Modern academic facilities face two unique design and construction challenges: Their designs must embrace sustainability and collaboration, and their structures must be built to last a century.

Because education institutions can't afford to replace buildings often, their facilities are built for longevity. And yet throughout the typical 50- to 100-year life of an academic building, the function of individual spaces and sometimes that of the entire facility will change. The ability to modify systems with minimal disruption is crucial.

Academic campuses are breeding grounds for collaboration; when their facilities are developed, it should be no different. A collaborative design that involves key project stakeholders — architects and engineers, administrators, staff members and even students — as early as possible in the project can help the institution meet its goals. Because a key role of an academic institution is to educate the younger generation, embracing sustainable initiatives also will be key to building design.

Efficient technologies

In new construction and renovation, achieving high-performance goals through collaboration can be enhanced through the use of modern tools, including energy modeling during the project's design phase. By comparing the way different systems will perform based on the mechanical, electric and plumbing (MEP) capacity requirements of each space, energy modeling enables engineers to predict a building's future energy performance. That helps institutions make educated decisions on systems — from the building's envelope to its MEP infrastructure.
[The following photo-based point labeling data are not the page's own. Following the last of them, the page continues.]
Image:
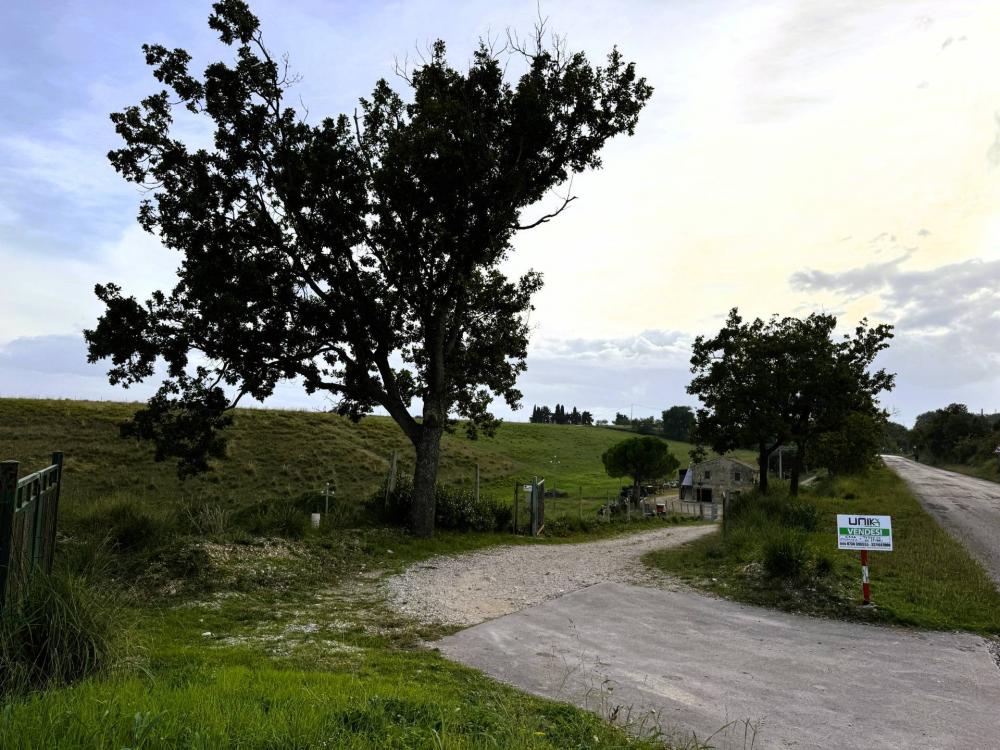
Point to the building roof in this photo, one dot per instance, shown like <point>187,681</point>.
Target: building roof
<point>727,459</point>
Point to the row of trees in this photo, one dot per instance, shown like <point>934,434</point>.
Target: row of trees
<point>768,383</point>
<point>955,435</point>
<point>559,415</point>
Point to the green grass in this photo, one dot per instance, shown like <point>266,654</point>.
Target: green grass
<point>928,581</point>
<point>298,650</point>
<point>246,641</point>
<point>285,452</point>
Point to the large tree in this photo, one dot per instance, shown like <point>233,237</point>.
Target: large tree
<point>362,254</point>
<point>741,379</point>
<point>833,386</point>
<point>678,421</point>
<point>641,458</point>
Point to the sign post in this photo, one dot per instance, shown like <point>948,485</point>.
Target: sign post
<point>864,533</point>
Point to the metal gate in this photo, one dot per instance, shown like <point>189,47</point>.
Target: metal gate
<point>29,508</point>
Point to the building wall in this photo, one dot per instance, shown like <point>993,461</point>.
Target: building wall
<point>722,476</point>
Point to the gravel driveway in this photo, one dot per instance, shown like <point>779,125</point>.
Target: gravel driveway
<point>967,507</point>
<point>471,588</point>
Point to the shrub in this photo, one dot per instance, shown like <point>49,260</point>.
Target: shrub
<point>276,517</point>
<point>802,515</point>
<point>785,554</point>
<point>823,565</point>
<point>61,631</point>
<point>454,509</point>
<point>125,525</point>
<point>568,525</point>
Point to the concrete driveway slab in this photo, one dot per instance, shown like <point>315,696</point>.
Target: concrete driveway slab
<point>688,663</point>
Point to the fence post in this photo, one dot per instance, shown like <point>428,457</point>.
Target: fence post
<point>515,506</point>
<point>8,496</point>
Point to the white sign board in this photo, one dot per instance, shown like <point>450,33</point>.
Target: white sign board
<point>864,532</point>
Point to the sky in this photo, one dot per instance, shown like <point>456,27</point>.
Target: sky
<point>838,156</point>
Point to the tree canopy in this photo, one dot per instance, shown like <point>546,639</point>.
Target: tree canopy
<point>766,383</point>
<point>641,458</point>
<point>360,255</point>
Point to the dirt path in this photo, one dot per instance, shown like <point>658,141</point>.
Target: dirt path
<point>469,589</point>
<point>967,507</point>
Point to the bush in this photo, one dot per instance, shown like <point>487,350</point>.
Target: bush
<point>802,515</point>
<point>454,509</point>
<point>277,517</point>
<point>785,554</point>
<point>823,565</point>
<point>569,525</point>
<point>125,525</point>
<point>61,631</point>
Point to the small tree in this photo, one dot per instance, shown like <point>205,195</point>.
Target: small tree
<point>741,378</point>
<point>851,449</point>
<point>678,422</point>
<point>642,458</point>
<point>764,383</point>
<point>360,255</point>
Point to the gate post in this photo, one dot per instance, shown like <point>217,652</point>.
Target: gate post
<point>8,496</point>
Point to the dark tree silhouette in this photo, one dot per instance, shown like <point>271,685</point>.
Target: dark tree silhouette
<point>361,254</point>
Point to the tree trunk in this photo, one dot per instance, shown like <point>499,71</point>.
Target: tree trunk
<point>762,460</point>
<point>425,481</point>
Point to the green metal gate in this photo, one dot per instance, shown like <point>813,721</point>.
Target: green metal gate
<point>29,508</point>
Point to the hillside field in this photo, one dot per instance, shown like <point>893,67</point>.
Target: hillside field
<point>276,453</point>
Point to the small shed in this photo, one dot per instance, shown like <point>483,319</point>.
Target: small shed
<point>720,479</point>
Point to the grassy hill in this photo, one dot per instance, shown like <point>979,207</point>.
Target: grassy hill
<point>212,634</point>
<point>275,453</point>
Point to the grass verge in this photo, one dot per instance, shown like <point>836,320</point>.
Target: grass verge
<point>290,644</point>
<point>789,560</point>
<point>985,470</point>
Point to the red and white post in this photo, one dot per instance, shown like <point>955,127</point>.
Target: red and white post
<point>865,588</point>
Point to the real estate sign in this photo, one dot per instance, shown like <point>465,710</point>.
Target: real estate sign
<point>864,532</point>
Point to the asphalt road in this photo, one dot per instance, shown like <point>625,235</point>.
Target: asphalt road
<point>967,507</point>
<point>687,663</point>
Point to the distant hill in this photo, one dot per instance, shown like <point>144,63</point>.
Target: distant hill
<point>274,453</point>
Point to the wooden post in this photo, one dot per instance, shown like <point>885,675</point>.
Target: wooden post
<point>57,460</point>
<point>8,496</point>
<point>516,498</point>
<point>390,480</point>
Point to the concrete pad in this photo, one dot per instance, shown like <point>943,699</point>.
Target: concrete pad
<point>688,663</point>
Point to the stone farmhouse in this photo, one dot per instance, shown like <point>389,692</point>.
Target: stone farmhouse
<point>718,480</point>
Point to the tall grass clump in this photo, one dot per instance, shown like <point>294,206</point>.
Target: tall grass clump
<point>60,631</point>
<point>785,553</point>
<point>454,509</point>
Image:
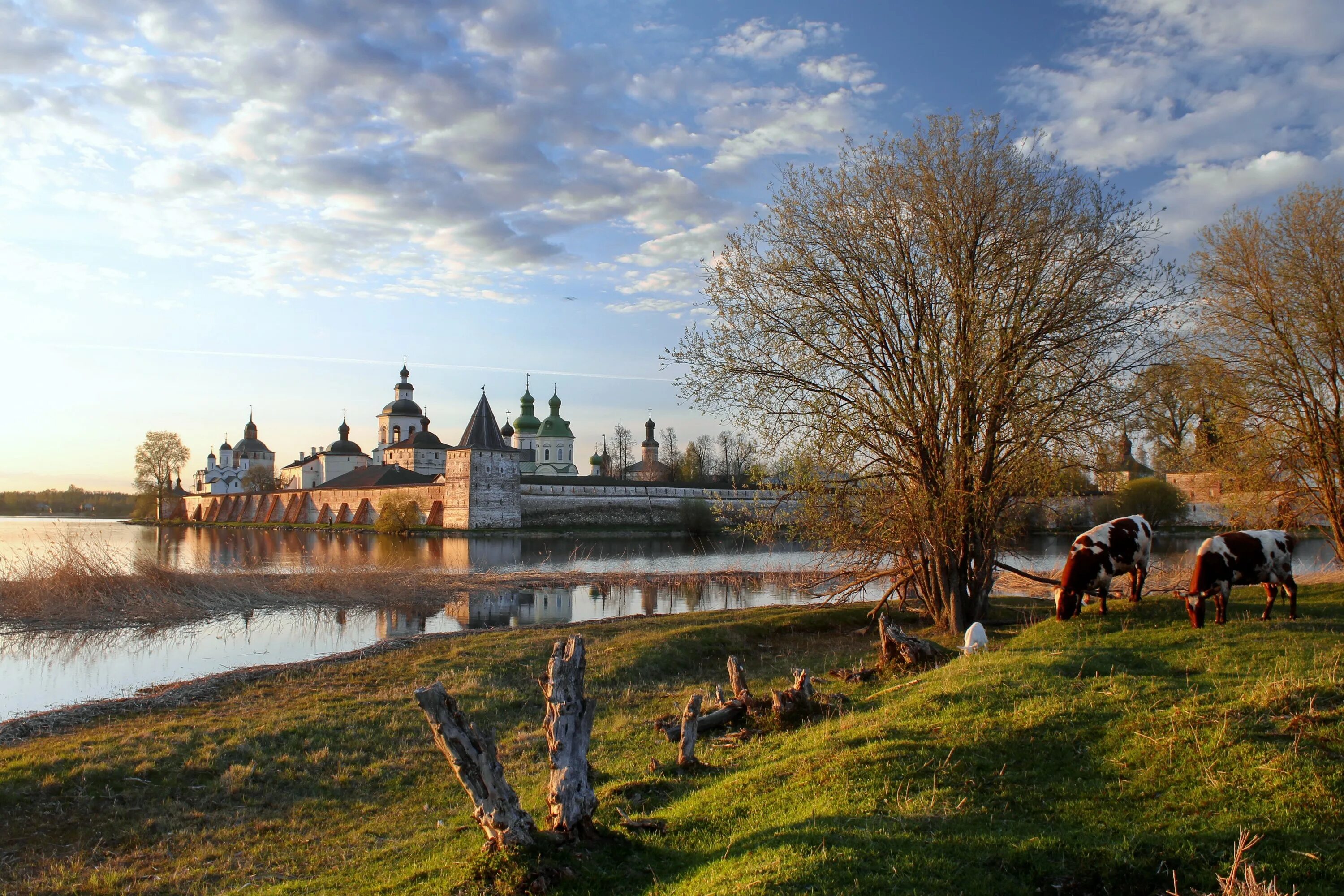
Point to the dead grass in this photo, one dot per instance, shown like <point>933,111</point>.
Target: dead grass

A number of strategies will enhance the energy performance and quality of learning environments. State-of-the-art controls enhance operations to achieve high-performance results that can significantly improve an institution's bottom line. Using modern design tools to determine which technologies are right for an academic institution will provide design teams with the analytical information to enhance their decisionmaking and will result in heightened efficiencies:

1. High-performance building envelopes (outside walls). An energy-efficient building envelope will consist of good-quality insulation, exterior solar-control features and high-quality glazing. A well-designed envelope will minimize the effect on the building's cooling and heating loads in a passive way while enabling an appropriate amount of daylight to enter the building. Designing the right envelope will require collaboration between the architect and engineers through the use of energy and daylight modeling.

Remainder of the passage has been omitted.